The main goal of repairing the pool according to school officials is that they want to see the pool being used after the decision to repair it. Jamey Ventura, director of athletics & recreation, and a pool committee member is looking for more of the student body to take advantage of the pool. “We want to have our students in the campus community to use the pool more than they have in the past,” said Ventura. “We have to start coming up with new ideas to help attract more people to the pool, like having events such as evening parties or movie showings.”

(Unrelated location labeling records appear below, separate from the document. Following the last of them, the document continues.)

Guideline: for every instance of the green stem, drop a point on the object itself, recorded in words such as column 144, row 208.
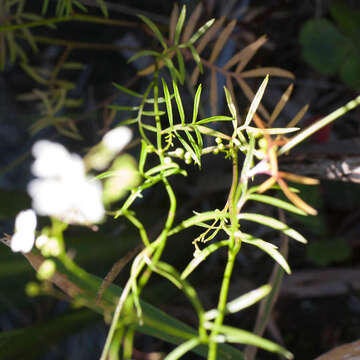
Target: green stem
column 75, row 17
column 222, row 301
column 318, row 125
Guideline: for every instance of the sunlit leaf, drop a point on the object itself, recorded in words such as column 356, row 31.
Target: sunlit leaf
column 273, row 223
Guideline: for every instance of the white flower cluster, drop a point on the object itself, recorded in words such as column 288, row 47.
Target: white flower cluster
column 24, row 236
column 62, row 189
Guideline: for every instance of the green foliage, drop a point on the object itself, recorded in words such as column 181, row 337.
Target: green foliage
column 328, row 251
column 171, row 140
column 334, row 49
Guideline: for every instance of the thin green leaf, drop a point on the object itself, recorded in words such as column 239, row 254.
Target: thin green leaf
column 235, row 335
column 193, row 144
column 179, row 103
column 173, row 71
column 143, row 53
column 256, row 101
column 180, row 25
column 189, row 149
column 168, row 103
column 271, row 131
column 199, row 138
column 230, row 103
column 201, row 217
column 180, row 60
column 128, row 91
column 182, row 349
column 154, row 28
column 277, row 202
column 160, row 168
column 200, row 257
column 214, row 119
column 201, row 31
column 196, row 103
column 242, row 302
column 196, row 57
column 318, row 125
column 143, row 156
column 273, row 223
column 271, row 250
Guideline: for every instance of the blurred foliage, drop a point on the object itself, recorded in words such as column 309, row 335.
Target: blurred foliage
column 334, row 49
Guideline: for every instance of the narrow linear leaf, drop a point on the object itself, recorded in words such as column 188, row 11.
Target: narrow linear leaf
column 209, row 35
column 154, row 28
column 180, row 60
column 220, row 42
column 300, row 203
column 201, row 31
column 256, row 101
column 273, row 223
column 277, row 203
column 179, row 25
column 281, row 104
column 201, row 217
column 250, row 95
column 199, row 67
column 160, row 168
column 230, row 103
column 298, row 116
column 103, row 7
column 242, row 302
column 190, row 26
column 193, row 144
column 245, row 55
column 142, row 54
column 189, row 149
column 179, row 103
column 270, row 250
column 214, row 119
column 272, row 71
column 173, row 19
column 168, row 103
column 213, row 92
column 199, row 139
column 236, row 335
column 128, row 91
column 200, row 257
column 173, row 71
column 272, row 131
column 236, row 115
column 196, row 103
column 182, row 349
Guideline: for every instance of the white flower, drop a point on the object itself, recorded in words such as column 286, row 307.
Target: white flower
column 116, row 139
column 62, row 189
column 24, row 236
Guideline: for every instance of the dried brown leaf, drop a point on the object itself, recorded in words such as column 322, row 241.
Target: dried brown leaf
column 173, row 21
column 245, row 55
column 272, row 71
column 213, row 93
column 190, row 26
column 221, row 41
column 209, row 35
column 296, row 200
column 230, row 87
column 281, row 104
column 250, row 95
column 298, row 178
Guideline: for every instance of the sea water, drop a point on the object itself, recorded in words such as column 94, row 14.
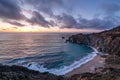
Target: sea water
column 44, row 52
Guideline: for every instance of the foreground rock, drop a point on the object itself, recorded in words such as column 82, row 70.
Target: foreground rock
column 106, row 41
column 22, row 73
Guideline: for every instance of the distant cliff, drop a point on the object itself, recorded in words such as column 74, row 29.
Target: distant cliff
column 106, row 41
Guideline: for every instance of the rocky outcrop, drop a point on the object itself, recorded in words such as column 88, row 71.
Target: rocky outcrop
column 22, row 73
column 106, row 41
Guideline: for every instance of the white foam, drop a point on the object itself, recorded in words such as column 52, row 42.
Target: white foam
column 65, row 69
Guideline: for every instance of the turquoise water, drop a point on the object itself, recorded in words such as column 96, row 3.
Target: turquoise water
column 43, row 52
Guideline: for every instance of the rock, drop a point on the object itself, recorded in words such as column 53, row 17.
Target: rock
column 106, row 41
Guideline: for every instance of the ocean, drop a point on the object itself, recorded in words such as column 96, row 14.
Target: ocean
column 44, row 52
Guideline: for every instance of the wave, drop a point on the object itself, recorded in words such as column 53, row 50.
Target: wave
column 65, row 69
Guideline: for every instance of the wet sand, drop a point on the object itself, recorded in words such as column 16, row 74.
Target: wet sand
column 90, row 66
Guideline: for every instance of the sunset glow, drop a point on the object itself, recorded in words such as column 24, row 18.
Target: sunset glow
column 58, row 16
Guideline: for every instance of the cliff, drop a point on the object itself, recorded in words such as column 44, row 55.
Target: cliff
column 106, row 41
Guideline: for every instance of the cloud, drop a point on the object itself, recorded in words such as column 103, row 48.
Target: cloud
column 15, row 23
column 45, row 6
column 68, row 21
column 38, row 19
column 111, row 9
column 10, row 10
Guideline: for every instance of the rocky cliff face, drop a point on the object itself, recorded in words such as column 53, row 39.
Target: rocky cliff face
column 106, row 41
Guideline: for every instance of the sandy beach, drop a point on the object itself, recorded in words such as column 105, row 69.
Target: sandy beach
column 90, row 66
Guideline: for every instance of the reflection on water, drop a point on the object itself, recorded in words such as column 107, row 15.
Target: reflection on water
column 13, row 45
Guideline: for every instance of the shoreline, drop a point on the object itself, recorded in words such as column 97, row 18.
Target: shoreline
column 90, row 66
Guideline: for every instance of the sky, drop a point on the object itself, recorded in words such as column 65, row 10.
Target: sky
column 59, row 15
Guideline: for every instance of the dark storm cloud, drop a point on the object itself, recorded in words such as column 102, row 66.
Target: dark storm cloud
column 111, row 8
column 15, row 23
column 45, row 6
column 68, row 21
column 10, row 10
column 38, row 19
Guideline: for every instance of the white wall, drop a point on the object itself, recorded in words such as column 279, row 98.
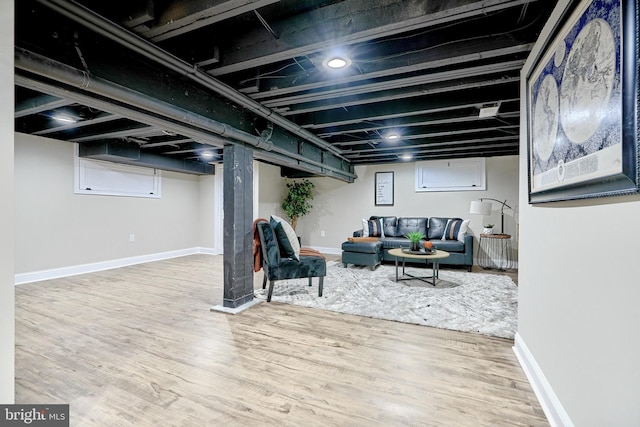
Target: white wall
column 338, row 207
column 207, row 214
column 578, row 303
column 56, row 228
column 7, row 299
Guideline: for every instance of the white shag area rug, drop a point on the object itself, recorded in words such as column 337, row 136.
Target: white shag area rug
column 481, row 303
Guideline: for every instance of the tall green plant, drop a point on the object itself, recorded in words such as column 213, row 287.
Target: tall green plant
column 296, row 203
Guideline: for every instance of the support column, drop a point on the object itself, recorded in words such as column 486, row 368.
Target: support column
column 238, row 226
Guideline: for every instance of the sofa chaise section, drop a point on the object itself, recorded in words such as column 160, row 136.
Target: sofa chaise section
column 394, row 230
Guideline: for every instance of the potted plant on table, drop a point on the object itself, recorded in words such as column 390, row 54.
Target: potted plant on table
column 488, row 229
column 415, row 237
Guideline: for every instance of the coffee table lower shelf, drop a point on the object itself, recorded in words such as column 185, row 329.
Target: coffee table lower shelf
column 434, row 258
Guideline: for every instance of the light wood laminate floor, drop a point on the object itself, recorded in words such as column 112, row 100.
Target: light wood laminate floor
column 139, row 346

There is a two- week installation period planned for the new system, followed by a week of startup and commissioning of the unit as the pool water is heated. Toby Stewart, the college’s controller, explained that the installation process will begin over the February break. “There is an 8’X12’ area at the top of the wall that is currently covered by plywood.  The plywood will come down in order to remove the old system and bring in the new system,” says Stewart. “The section in the wall will be repaired after the new system has been installed.”

Tyrone Shaw, associate professor of writing and literature at JSC, avid pool user, and pool committee member is enthusiastic about the college’s decision to save the pool. “I am so happy that the pool situation has been resolved the way it has been,” said Shaw. He also agrees that the pool should be used more by students, faculty and staff. “While a lot of people use the pool, we just haven’t found a better way to monetize it, but I imagine we will. Having a new system in here certainly is going to help reduce operating costs and will also be more reliable.”

That reduction of operating costs will come largely from a more energy- efficient system.  Funds for replacing the failed Zephyr system are coming from the Vermont State College’s Green Revolving Loan Fund, which is designed to support energy saving initiatives proposed by the five Vermont State Colleges.

Under the terms of the fund, colleges have five years to pay back loans, including principal and interest. “The College has identified the need to have a better capital reserve fund, anticipating that having capital investments over time we will also need to have replacements and repairs done, and that’s one of the challenges in this case, due to the state funding the pool,” says Bergh.